And why are "corporate languages" necessarily bad?

1 comments

On the one hand, I was responding to the Atwood's law reference. On the other hand, I have become interested in the way corporations use open-source as a strategy and implement that strategy tactically via sort of "basic fighter maneuvers" energy management discipline. [1]

Incipient potential competitors who adopt Go draw a dependency on Google because for all practical purposes, Google will determine the direction of Go: it's core team works there. And incipient potential competitors have radically different needs.

We can differ in opinion upon whether Unix was seen an ATT operating system. For me the legal and licensing histories suggests that it was in a strong sense and the "Open" and "Free" and "Li___" are the heritage.

YMMV.

[1]: https://en.wikipedia.org/wiki/Basic_fighter_maneuvers

Go is an incremental improvement over the C++ ecosystem without all the legacy baggage.

By controling the platform, Google can leverage the ecosystem to attract and cherry-pick early adopters to the language.

Once the language becomes populat enough that the Enterprise starts to adopt it, Google will already be onto their next 'ground breaking' technology.

Once people settle on a perception they tend to hold on to it for life.
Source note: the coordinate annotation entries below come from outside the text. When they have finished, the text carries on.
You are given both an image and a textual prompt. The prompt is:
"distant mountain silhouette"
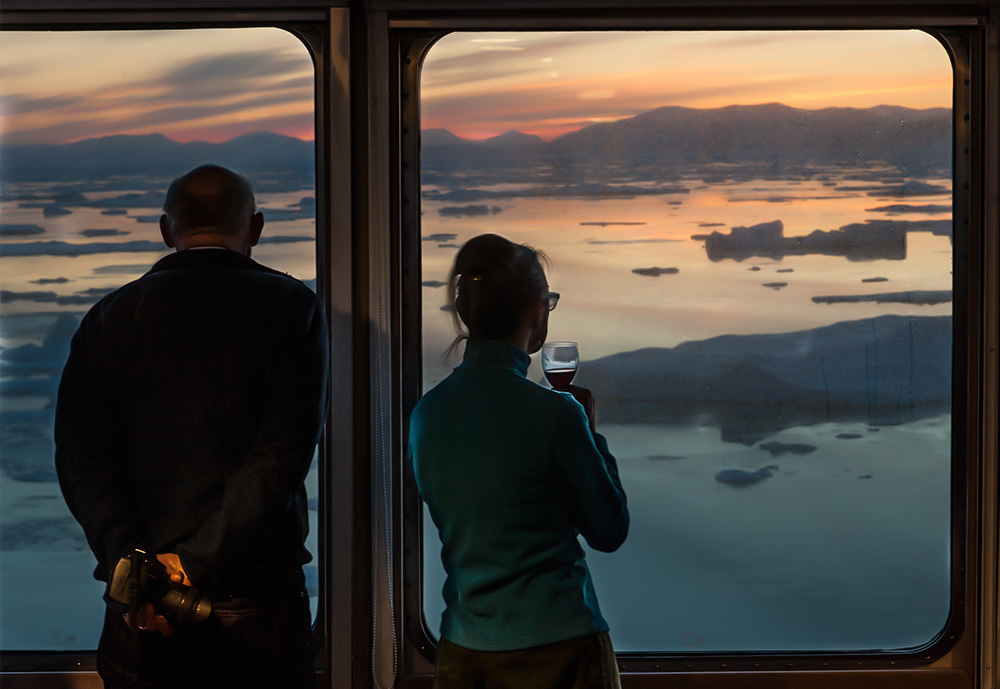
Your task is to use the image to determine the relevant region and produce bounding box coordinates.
[0,132,315,181]
[422,103,952,177]
[577,316,952,444]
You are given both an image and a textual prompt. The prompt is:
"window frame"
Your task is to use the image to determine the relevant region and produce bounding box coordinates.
[390,9,989,687]
[0,10,344,689]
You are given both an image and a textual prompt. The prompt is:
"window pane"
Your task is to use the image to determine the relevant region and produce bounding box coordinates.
[420,31,952,652]
[0,29,317,650]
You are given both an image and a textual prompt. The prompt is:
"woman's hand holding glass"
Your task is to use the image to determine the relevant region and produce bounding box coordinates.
[542,342,596,432]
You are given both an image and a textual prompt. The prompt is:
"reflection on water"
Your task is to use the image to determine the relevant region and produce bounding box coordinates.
[424,416,951,652]
[0,180,318,650]
[421,171,952,652]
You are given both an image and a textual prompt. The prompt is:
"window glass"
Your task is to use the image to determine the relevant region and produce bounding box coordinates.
[420,31,953,653]
[0,28,317,651]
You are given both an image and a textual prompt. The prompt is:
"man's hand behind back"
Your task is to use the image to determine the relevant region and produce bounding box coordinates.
[156,553,191,586]
[124,553,191,636]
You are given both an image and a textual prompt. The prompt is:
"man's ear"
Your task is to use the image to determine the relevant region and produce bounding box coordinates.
[248,211,264,246]
[160,213,174,249]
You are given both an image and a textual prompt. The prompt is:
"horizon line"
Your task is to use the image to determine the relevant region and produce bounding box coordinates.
[0,101,951,146]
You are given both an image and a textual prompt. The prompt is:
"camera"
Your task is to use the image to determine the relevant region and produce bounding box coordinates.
[104,548,212,628]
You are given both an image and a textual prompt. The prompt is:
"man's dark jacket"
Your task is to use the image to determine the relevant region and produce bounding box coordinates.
[55,248,328,592]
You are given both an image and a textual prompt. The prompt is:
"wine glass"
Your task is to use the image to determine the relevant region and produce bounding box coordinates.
[542,342,580,390]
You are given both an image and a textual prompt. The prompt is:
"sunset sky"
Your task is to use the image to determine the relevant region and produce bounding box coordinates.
[0,29,952,144]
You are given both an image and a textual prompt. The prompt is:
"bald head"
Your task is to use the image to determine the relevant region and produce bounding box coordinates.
[163,165,257,237]
[160,165,264,255]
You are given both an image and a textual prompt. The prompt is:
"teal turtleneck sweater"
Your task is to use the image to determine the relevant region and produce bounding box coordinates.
[409,340,629,651]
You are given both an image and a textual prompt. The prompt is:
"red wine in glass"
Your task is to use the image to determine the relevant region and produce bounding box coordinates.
[545,368,576,390]
[542,342,580,390]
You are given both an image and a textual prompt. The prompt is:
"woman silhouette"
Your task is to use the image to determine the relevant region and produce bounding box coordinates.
[409,234,629,689]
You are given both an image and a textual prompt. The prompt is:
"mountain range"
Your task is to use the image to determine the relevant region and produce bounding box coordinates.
[0,132,315,184]
[422,103,952,176]
[0,103,952,186]
[574,315,952,444]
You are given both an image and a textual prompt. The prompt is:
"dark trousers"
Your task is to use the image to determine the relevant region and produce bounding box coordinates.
[434,632,621,689]
[97,587,316,689]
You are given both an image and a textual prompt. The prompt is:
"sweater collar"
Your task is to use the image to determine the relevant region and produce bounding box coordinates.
[460,340,531,377]
[149,246,261,273]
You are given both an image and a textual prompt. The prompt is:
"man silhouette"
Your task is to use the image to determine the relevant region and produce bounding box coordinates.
[55,165,328,687]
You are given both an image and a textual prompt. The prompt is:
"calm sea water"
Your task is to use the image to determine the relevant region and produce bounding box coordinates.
[0,172,952,651]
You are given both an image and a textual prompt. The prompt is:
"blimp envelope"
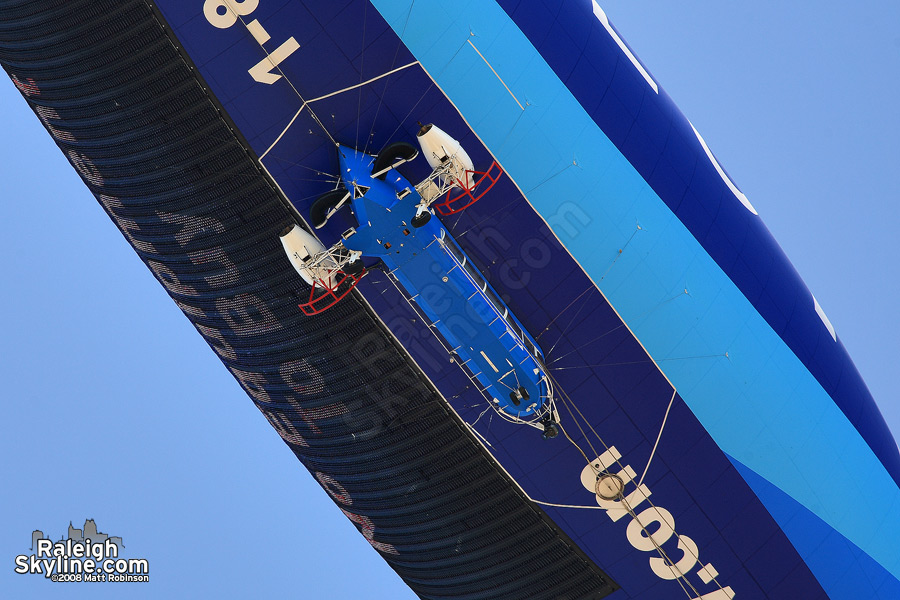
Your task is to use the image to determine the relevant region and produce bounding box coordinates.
[5,0,900,600]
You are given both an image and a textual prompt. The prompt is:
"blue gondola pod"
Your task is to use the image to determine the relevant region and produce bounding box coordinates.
[281,125,559,438]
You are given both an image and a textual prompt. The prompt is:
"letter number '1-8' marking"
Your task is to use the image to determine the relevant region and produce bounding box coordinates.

One day soon people won't want to use Java. It'll be seen as "our Dad's language". Steve Yegge (ie now a Googler) said as much during his OSCON 2007 talk.

The value isn't in the language/platform, it's the people who adopt/build/use it.
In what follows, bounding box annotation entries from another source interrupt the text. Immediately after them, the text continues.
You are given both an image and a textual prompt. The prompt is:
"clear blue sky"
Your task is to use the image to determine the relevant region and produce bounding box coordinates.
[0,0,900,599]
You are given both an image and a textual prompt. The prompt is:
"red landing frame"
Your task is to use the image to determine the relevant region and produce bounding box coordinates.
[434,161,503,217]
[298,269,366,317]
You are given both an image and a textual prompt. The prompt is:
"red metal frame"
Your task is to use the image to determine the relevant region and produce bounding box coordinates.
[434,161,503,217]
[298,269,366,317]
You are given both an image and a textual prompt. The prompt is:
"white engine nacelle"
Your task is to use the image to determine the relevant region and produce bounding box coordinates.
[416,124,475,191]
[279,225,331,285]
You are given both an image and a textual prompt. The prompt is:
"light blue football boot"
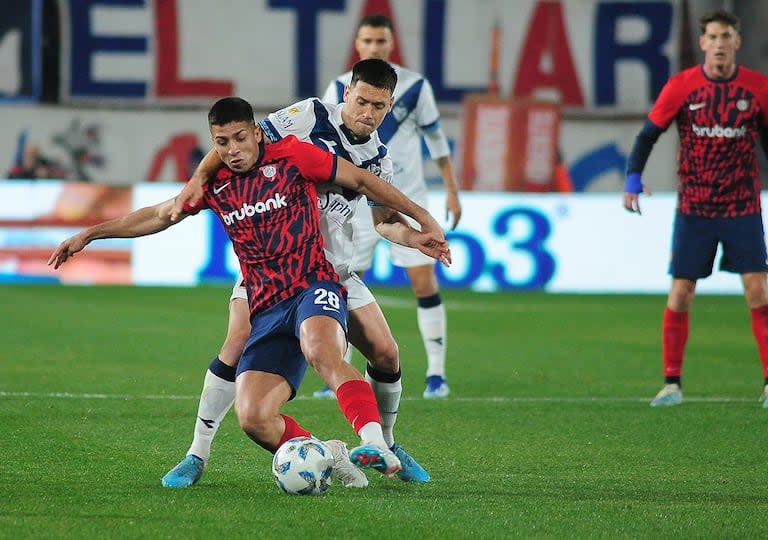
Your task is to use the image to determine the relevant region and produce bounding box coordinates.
[349,444,403,478]
[163,454,205,489]
[651,383,683,407]
[422,375,451,399]
[390,443,431,484]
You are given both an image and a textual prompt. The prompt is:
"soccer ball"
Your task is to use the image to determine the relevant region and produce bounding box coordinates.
[272,437,333,495]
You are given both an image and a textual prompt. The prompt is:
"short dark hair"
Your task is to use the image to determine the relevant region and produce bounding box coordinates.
[357,13,395,32]
[208,96,256,127]
[349,58,397,94]
[699,9,740,35]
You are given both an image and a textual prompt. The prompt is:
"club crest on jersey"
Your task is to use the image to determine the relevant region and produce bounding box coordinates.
[260,165,277,179]
[368,163,381,176]
[392,103,408,122]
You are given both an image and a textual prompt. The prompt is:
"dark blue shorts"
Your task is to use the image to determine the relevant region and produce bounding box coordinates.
[237,281,347,399]
[669,212,768,280]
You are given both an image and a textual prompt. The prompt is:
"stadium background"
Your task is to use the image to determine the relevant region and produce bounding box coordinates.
[0,0,768,293]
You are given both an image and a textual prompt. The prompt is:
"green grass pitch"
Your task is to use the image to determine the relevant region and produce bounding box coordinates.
[0,285,768,540]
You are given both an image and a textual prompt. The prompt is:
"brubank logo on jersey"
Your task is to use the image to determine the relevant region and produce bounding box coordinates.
[691,124,747,139]
[221,193,288,225]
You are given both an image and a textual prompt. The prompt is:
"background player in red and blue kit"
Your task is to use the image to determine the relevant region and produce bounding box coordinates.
[624,10,768,407]
[49,98,448,476]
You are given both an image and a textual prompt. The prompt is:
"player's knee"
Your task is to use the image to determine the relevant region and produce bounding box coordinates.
[236,402,274,442]
[368,336,400,373]
[219,333,249,365]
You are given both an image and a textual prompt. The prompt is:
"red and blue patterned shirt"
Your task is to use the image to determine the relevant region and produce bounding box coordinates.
[648,66,768,217]
[184,136,338,317]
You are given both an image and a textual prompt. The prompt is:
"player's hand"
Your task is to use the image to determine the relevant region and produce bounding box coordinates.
[445,193,461,230]
[418,212,445,241]
[48,234,88,270]
[409,231,452,266]
[624,173,651,215]
[171,175,203,222]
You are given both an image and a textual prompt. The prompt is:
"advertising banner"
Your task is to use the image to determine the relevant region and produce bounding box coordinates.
[0,181,752,294]
[59,0,681,109]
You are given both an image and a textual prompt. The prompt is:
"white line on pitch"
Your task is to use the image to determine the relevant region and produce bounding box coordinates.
[0,390,757,403]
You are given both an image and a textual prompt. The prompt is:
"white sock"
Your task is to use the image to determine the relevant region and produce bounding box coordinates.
[357,422,389,448]
[187,370,235,463]
[416,303,447,378]
[365,370,403,448]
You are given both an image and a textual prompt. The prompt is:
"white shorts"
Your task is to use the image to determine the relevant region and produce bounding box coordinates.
[229,272,376,311]
[352,197,435,274]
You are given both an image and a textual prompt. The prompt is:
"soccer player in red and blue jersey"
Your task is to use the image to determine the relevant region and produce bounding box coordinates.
[624,10,768,408]
[49,98,448,476]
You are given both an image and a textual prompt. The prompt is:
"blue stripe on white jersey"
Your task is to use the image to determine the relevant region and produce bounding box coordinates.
[334,81,346,103]
[309,101,387,184]
[259,98,392,200]
[377,79,424,144]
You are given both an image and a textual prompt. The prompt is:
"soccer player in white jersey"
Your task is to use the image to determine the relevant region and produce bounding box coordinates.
[163,59,440,488]
[314,15,461,399]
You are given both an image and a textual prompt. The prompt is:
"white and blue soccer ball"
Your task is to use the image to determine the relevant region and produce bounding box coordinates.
[272,437,333,495]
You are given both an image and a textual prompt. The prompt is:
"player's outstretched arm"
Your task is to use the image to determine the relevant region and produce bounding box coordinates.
[435,156,461,230]
[624,173,651,215]
[171,148,224,221]
[371,207,451,266]
[336,159,445,240]
[48,199,186,269]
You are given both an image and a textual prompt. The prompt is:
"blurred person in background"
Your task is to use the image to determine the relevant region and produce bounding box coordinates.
[624,10,768,408]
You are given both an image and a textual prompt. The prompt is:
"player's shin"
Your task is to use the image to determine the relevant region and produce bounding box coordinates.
[187,357,235,462]
[365,364,403,448]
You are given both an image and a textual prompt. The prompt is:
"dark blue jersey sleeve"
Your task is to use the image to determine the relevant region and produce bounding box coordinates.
[627,119,664,174]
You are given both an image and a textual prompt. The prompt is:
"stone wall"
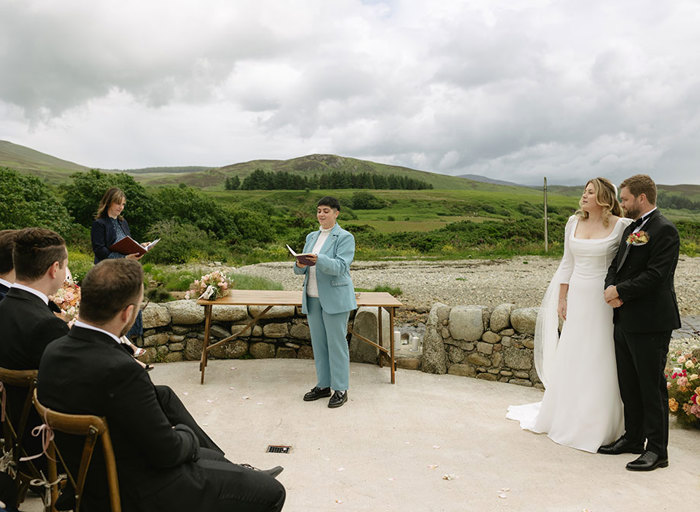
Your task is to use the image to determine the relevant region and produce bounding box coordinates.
[138,300,542,387]
[421,303,542,388]
[137,300,389,363]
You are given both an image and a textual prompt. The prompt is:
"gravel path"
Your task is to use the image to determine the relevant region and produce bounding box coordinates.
[236,256,700,316]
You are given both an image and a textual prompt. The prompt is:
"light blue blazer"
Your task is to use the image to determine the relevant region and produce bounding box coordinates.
[294,224,357,315]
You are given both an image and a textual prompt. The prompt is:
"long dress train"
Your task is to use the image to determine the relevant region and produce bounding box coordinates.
[506,215,629,453]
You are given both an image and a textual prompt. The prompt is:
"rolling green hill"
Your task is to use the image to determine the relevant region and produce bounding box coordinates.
[0,140,90,183]
[137,155,504,190]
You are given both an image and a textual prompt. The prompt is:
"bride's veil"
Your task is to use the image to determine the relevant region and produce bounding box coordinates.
[534,215,577,388]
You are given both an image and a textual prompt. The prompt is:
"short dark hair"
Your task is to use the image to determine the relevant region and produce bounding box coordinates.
[316,196,340,211]
[620,174,656,204]
[12,228,68,281]
[80,258,143,324]
[0,229,17,275]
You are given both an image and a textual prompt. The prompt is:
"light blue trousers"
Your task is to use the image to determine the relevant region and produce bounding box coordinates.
[306,297,350,391]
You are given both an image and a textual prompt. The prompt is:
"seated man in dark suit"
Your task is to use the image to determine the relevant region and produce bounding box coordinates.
[0,228,68,448]
[37,259,285,512]
[0,229,17,300]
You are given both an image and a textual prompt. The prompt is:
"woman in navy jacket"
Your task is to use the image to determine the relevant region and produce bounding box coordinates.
[90,187,143,340]
[294,196,357,408]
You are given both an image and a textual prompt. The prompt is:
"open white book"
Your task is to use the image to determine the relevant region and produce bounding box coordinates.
[109,236,160,256]
[287,245,316,266]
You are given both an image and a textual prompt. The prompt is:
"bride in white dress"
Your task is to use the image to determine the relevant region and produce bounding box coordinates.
[506,178,631,453]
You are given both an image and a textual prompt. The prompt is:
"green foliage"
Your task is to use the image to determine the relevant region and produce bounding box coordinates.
[0,168,73,235]
[239,169,433,190]
[154,186,240,240]
[228,272,284,290]
[68,249,93,284]
[62,169,157,240]
[143,220,226,263]
[224,176,241,190]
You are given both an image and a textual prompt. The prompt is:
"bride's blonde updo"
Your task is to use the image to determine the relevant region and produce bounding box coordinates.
[576,178,622,227]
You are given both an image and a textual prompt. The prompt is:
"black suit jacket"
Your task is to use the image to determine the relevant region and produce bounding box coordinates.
[37,327,218,512]
[0,287,68,448]
[605,210,681,332]
[90,217,131,263]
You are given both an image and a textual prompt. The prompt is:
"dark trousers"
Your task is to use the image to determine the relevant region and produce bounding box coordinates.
[614,325,671,457]
[154,385,224,456]
[196,448,286,512]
Microsoft knows this, developers are what kept them afloat during a decade of stagnation in product development. Oracle thought they could buy their way in by acquiring Sun; except, while they were busy suing Google, Amazon sprinted ahead of the pack with their cloud services platform.

This is how the biggest players make long-term investments. Guarantee an abundant stream of top tier talent and success will follow.

Strategically, the hiring pipeline for Google doesn't matter. It can train new hires in Go or whatever, it's historically hired around non-language competencies to some degree. What matters is being able to introduce breaking changes by leading the development effort and hosting critical repositories: e.g. 1.4 broke subrepository references by changing locations.

Strategically, incipient potential competitors have a dependency on Google and those little breaking changes means that Google can add friction to their development pipeline. Google will, even if it didn't say so on the package, Angular 1 vs. 2 is an example of how willing Google is to leave developers in the lurch and create ecosystem FUD...think of all those now dubious tutorials and "should I wait" forum questions.

I don't think its just happenstance that Erlang allowed Whatsapp to become an existential threat to Facebook with a handful of engineers. Language stability matters for startups more than the big boys.

YMMV.

Go is an incremental improvement over the C++ ecosystem without all the legacy baggage.

Go has little to do with C++, it throws away many useful features (generics, const-correctness, RAII). Also, where C++ encourages reuse of existing C libraries, Go 'penalizes' it by making C calls expensive and placing restrictions on interaction with C (e.g. you cannot store pointer to Go data structures). There are reasons for doing this, but all these things make Go pretty much unacceptable for people who are in C++'s niche.

If Go can be compared to any language with traction, it's the later Pascal family of languages (Oberon) and Java pre-generics. It even makes some of the same mistakes (first no generics, then probably retrofitted generics).